The couple's 18-year marriage unraveled after Gingrich was revealed to be having an affair with a congressional aide 23 years his junior. He is now married to that erstwhile aide, the former Calista Bisek.
ABC News is likely to release excerpts from the interview early Thursday, well ahead of the evening's debate in South Carolina. And an executive at the network said that there is always a greater sensitivity toward airing critical interviews close to elections and that the Marianne Gingrich interview was carefully considered.
Gingrich's daughters from his first marriage, Kathy Lubbers and Jackie Cushman, defended their father in a letter to ABC News Wednesday:
The failure of a marriage is a terrible and emotional experience for everyone involved. Anyone who has had that experience understands it is a personal tragedy filled with regrets, and sometimes differing memories of events.
We will not say anything negative about our father’s ex-wife. He has said before, privately and publicly, that he regrets any pain he may have caused in the past to people he loves.
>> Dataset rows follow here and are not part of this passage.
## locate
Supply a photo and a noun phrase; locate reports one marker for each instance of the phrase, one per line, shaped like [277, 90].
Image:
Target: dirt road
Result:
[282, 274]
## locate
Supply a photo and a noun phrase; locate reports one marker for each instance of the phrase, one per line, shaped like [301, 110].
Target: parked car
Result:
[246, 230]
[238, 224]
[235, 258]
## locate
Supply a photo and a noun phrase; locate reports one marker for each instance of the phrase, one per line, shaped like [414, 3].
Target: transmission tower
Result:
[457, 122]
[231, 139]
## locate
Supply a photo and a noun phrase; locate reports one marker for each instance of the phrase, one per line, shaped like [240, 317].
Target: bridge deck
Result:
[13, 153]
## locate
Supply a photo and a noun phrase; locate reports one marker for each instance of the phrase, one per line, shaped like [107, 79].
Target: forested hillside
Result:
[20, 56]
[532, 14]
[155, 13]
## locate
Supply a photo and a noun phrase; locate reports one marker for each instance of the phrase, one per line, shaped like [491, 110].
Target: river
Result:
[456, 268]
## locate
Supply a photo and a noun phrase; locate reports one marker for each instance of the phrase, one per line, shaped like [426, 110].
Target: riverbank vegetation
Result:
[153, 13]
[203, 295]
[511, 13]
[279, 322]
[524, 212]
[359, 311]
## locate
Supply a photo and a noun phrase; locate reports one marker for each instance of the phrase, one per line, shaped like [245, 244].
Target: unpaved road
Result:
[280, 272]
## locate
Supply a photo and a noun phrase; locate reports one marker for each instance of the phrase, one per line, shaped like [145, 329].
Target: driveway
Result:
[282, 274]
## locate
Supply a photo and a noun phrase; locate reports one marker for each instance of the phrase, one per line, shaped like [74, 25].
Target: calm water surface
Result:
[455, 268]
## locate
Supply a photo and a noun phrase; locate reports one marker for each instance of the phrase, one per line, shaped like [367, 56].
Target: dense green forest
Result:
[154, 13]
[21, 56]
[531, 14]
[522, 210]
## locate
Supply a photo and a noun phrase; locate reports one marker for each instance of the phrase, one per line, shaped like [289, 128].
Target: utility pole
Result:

ABC News or other campaigns may want to talk about the past, just days before an important primary election. But Newt is going to talk to the people of South Carolina about the future -- about job creation, lower taxes, and about who can defeat Barack Obama by providing the sharpest contrast to his damaging, extreme liberalism. We are confident this is the conversation the people of South Carolina are interested in having.
Our father is running for President because of his grandchildren -- so they can inherit the America he loves. To do that, President Obama must be defeated. And as the only candidate in the race, including Obama, who has actually helped balance the national budget, create jobs, reform welfare, and cut taxes and spending, Newt felt compelled to run -- to serve his country and safeguard his grandchildren's future.